Pure, heavy, profound, vast—none of these words sufficed to describe this magic power. Sargon couldn't figure out what kind of being this was. Driven by curiosity, he used a secret technique to peek at Thea's inner essence.
He was the oldest and had seen too much. Even if she were an angel descended from higher realms, it wouldn't surprise him. But the scene he imagined didn't appear. He seemed to be standing alone in the void. Up, down, left, right, front, back—everything was pitch black. Subconsciously, he lowered his gaze. As his vision descended, the void grew darker and darker until it swallowed his sight.
He could no longer see anything. Only his cultivated spiritual power was warning him: You are looking into the abyss, and the abyss is looking back at you. If you want to see tomorrow's sun, you'd better get out now.
He didn't know this was the psychic shield Thea had learned from Martian Manhunter. Yellow fear energy wrapped around the mind. Having been ambushed by his daughter and betrayed by a close friend, his willpower had already dropped to nothing. Looking at Thea's magic reaction from afar would've been fine, but he just had to court death by trying to look at her "inner essence," resulting in him smashing headfirst into the psychic shield and a magically modified psychic maze.

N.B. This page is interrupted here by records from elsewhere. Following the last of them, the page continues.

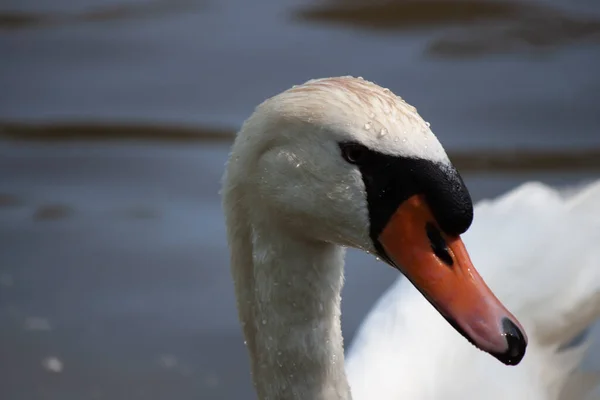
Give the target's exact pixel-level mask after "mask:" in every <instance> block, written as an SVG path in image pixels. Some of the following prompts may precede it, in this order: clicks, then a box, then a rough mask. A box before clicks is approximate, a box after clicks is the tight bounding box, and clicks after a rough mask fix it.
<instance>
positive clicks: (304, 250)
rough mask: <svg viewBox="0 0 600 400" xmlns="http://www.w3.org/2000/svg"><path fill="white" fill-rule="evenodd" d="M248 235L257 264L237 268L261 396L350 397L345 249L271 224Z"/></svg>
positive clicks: (249, 349)
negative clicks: (347, 353)
mask: <svg viewBox="0 0 600 400" xmlns="http://www.w3.org/2000/svg"><path fill="white" fill-rule="evenodd" d="M250 236H251V238H250V239H251V252H252V260H251V263H250V264H243V265H232V269H233V276H234V280H236V295H237V297H238V299H237V300H238V311H239V316H240V320H241V323H242V326H243V330H244V336H245V339H246V344H247V346H248V351H249V353H250V358H251V364H252V374H253V381H254V385H255V388H256V391H257V393H258V397H259V399H260V400H268V399H269V400H273V399H283V400H299V399H315V400H350V399H351V395H350V389H349V387H348V383H347V379H346V375H345V371H344V350H343V343H342V333H341V323H340V314H341V312H340V306H341V290H342V285H343V263H344V253H345V251H344V249H343V248H341V247H339V246H335V245H332V244H327V243H323V242H316V241H308V240H306V239H304V238H294V237H290V236H289V235H286V230H285V229H277V228H275V227H274V226H273V225H269V226H266V225H264V224H263V225H262V226H259V225H258V224H255V225H253V226H251V229H250ZM232 251H233V252H235V251H236V249H235V248H233V249H232ZM248 267H250V269H251V271H249V270H248ZM242 286H243V288H242Z"/></svg>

All kinds of hallucinations appeared one after another. Spellcasters he'd tortured to death, demons of hell, monsters of the abyss, nightmares from spatial interlayers—countless species, some seen and unseen, appeared around him. His spiritual power was exhausted to the extreme until it was completely drained. His vision filled with endless emptiness. He could no longer perceive any information from the outside world.